Ieder jaar, wanneer de winter voorbij en de kachel uit was, ontstond er bij alle huisvrouwen in Nederland een grote poetswoede, die wel enkele dagen kon duren. Dat was de jaarlijkse grote schoonmaak die in ieder gezin werd gehouden zodra de eerste zonnestralen het huis binnenpiepten. Het was tot ver in de jaren 50 ondenkbaar dat je je eraan onttrok. Als je er niet aan deed, viel je buiten de gemeenschap.

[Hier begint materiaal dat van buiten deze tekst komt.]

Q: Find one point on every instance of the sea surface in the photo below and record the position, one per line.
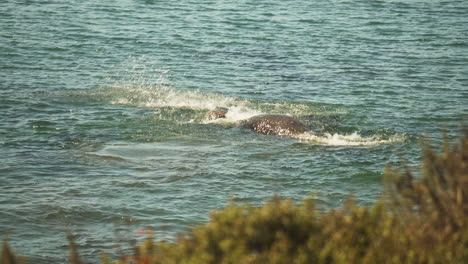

Je moeder en wat behulpzame tantes of buurvrouwen liepen voortdurend bedrijvig door de huiskamer te rennen met stof- en poetsdoeken, bezems, dweilen, moppen en zwabbers en hadden geen tijd voor je. Ze zouden je niet eens gemist hebben wanneer je niet was thuisgekomen. Geen kopje thee met een koekje.... je moest jezelf maar zien te redden. In de keuken werden alle kastjes leeggehaald en schoongemaakt. De kastplanken werden allemaal van nieuw papier voorzien. Alle kastplanken in huis waren daarmee bedekt. Daardoor ging het schoonmaken relatief snel: oud papier er uit, nieuw papier er op en schoon was het kastje.
De enige troost was dat je wel eens een verloren gewaand speelgoedje terugvond achter de opzij geschoven kasten.